Но все снова пошло по затяжному сценарию. Мне выдали кипу методичек и в качестве исключения сократили срок стажировки до одних суток… но к поблажке прилагалась пара обязательных пунктов – итоговое тестирование по изученному и личное присутствие на храмовых служениях. Последнее правило распространялось на всех волонтёров «Веры», находящихся на территории храма.

Получалось, что еще как минимум сутки я должна была торчать за зубрежкой информационных листовок, заняв милосердно выделенную мне койку в общежитии фонда, предназначенного для женщин с детьми, попавшим в трудную жизненную ситуацию.

Согласитесь, это перебор, откровенное издевательство, или специально инициированная по просьбе Мартена проверка на вшивость. Меня трясло и колотило от гнева, но на поиск других вариантов потребовалось бы времени куда больше, чем одни сутки.

Выбора не было, точнее был, но, чтобы им воспользоваться, мне пришлось укротить бунтарский дух сопротивления и сделать все, что требовалось для получения официального статуса.
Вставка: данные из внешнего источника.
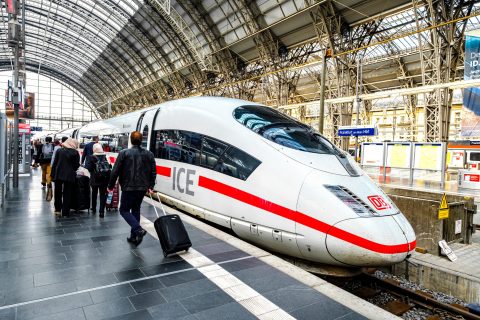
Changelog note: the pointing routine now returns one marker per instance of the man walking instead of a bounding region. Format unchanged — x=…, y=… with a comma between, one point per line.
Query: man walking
x=45, y=159
x=136, y=170
x=88, y=151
Комнатушка, в которую меня поселили, чем-то напомнила ту, что мы когда-то делили с Варькой в общежитии. Две койки, две тумбочки, старый шкаф, стол у зашторенного выцветшими занавесками окна, три стула, гладильная доска, обязательные иконы на стенах и… пеленальный столик. Объяснение последнего предмета мебели появилось буквально через пять минут после того, как я заняла свободную кровать и разложила на тумбочке многочисленные инструкции. Дверь открылась без стука, впуская внутрь рыжеволосую худую женщину неопределённого возраста со следами синяков на лице и кричащим ребенком на руках. Мы удивленно уставились друг на друга. Она растерянно и испуганно, я – с легким раздражением.

– Привет, я Олеся, а ты? – вежливо улыбнувшись вошедшей, спросила я, наблюдая за ее неловкими попытками успокоить ребенка. Малыш был одет в теплый бежевый комбинезон и крошечную шапочку, съехавшую на глаза. Вероятно, поэтому он и плакал, размахивая кулачками, пока растерявшаяся мать трясла его, как тряпичную куклу.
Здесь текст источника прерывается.